ENG 328 7.F: Color

Today’s Plan:

  • Two Extra Credit Opportunities
  • Color Theory
  • Color Tools

Extra-Credit Opportunities

#1 Submit to The Crucible. I know I have a number of writers and artists in this class. As you know, we are designing an issue of The Crucible after spring break. What would be great is if The Crucible had more content for us to include in that issue. So, if you submit prose, poetry, or (especially) digital art to The Crucible, then I can give you extra credit. Let’s say 2 points on your final grade, up to a maximum of 5 points if you submit three different things.

#2 Join The Crucible staff and attend the meetings. If you are in this room, then you should probably already be involved with The Crucible. Meetings are Monday at 5pm. It gives you editorial and production experience that you probably can’t get anywhere else at this stage of your career. There’s additional opportunities to run social media accounts or to serve in an admin role. If you do this, then I will give you another 5 extra credit points. More info: https://crucibleunc.weebly.com/about.html

#3 Attend the Careers in Writing, Editing, and Publishing webinar April 15th, 4pm. This is worth 3 extra credit points.

Here’s the link to register: https://unco.zoom.us/webinar/register/WN_lFVdSOrCSCKm_4jXj7-ofA#/registration

If you haven’t seen one of these panels in the past, here’s a link to view their past recordings: https://www.unco.edu/alumni/events/alumni-career-panels/. I try to share the recordings with students when I can, too.

Mini-Project 5 Options

Back To Canvas!

Color Theory

What are a few ways we understand color?

Color Tools

First, some nuts and bolts of print publishing. We should talk about the difference between color in print designs (CMYK) and (RGB). Here’s a short video. (See also the White Space chapter on color and its discussion of CMYK).

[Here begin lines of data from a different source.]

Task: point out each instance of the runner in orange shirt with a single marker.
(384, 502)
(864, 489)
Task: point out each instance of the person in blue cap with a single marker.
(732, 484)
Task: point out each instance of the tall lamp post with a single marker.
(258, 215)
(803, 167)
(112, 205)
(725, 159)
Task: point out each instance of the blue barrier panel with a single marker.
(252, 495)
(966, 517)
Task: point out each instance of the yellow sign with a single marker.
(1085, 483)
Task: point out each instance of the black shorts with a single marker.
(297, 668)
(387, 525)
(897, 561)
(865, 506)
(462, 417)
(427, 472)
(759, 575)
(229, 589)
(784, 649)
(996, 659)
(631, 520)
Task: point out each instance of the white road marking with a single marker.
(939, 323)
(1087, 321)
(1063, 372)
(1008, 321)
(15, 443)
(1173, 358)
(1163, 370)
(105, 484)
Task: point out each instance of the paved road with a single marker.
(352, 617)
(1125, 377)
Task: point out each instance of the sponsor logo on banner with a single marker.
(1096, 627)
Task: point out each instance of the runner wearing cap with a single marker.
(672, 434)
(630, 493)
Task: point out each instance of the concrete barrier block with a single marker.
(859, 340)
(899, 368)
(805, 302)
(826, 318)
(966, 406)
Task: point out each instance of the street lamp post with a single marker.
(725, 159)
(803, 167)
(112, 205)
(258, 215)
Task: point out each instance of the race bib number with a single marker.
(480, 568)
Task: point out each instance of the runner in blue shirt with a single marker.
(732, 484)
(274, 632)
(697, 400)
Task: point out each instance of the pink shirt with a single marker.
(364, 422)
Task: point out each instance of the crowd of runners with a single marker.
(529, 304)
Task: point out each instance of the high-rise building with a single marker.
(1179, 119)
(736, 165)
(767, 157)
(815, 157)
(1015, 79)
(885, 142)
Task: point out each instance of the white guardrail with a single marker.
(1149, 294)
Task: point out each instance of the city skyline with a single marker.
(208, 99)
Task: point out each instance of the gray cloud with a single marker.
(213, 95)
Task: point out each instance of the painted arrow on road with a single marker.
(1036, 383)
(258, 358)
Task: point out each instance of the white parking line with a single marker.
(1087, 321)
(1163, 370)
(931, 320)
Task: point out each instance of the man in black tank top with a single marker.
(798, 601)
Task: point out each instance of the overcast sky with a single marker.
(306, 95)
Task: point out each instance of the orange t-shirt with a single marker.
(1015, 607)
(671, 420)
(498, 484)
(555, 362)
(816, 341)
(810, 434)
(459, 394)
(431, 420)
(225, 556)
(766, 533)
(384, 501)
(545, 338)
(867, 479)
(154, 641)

A video on using color and the 60/30/10 principle. Similar to what we save with Bear accent colors.

The best color tool: Adobe Color.

When a printing press uses color, every color is applied by a plate that makes a lot of dots (with different saturation levels). There are four primary plates (Cyan, Magenta, Yellow, and blacK), printers adjust the color on each layer to produce the rainbow of colors you see. Designers can specify the use of very specific colors, but these get quite expensive to use.

What this means in practice: if your color document is getting printed off a regular color printer, then you can use as many colors as you want with no additional charge. However, if you are printing something like, say, a textbook, then you will pay more for additional colors (especially if your colors require the use of additional plates). This is why a lot of print color schemes will be 3-4 colors, since that is what most places will give you as part of a base “color printing” job.

Third, there are a lot of color palette generation tools out there. These can be particularly useful because they often do the hardest part–color value (matching hue, intensity, and saturation levels) for you. For instance, let’s play around with a Canva tool.

There’s A LOT of color tools and generators out there.